Free translation of the question: What's the difference between utf8_general_ci and utf8_unicode_ci .
Both of these encodings ( utf8_general_ci and utf8_unicode_ci ) work with UTF-8 characters, the difference is in sorting the strings and comparing them.
Note: since MySQL version 5.5.3, it is preferable to use utf8mb4 , rather than utf8 . Both are UTF-8 encoded, but the older uft8 has uft8 -specific UTF-8 character restrictions above 0xFFFD.
Comparison of individual parameters.
Accuracy
utf8mb4_unicode_ci based on the Unicode standard for sorting and string comparison, which more accurately sorts strings in a wide range of languages / alphabets.
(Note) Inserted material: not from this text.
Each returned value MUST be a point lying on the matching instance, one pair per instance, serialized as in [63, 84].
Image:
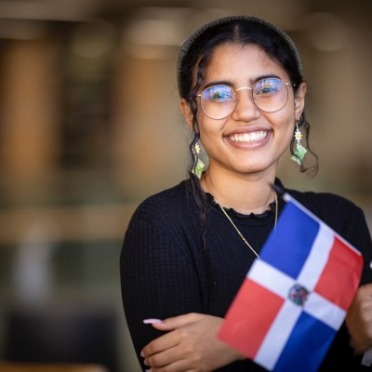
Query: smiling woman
[187, 249]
utf8mb4_general_ci does not implement all Unicode sorting rules, what
often entails an undesirable result in some situations for
certain languages / characters.
Performance
utf8mb4_general_ci faster in comparing and sorting because it contains a large number of optimizations.
On modern servers, this increment of speed will always be, but only slightly. Optimizations were conceived at a time when server capacity was significantly less than today.
utf8mb4_unicode_ci , which uses Unicode rules for sorting and comparing, honestly uses more sophisticated algorithms for precise sorting for a wide number of languages and using special characters. These rules take into account the specific conventions for the language, not always sorting goes in accordance with the "alphabetical" order.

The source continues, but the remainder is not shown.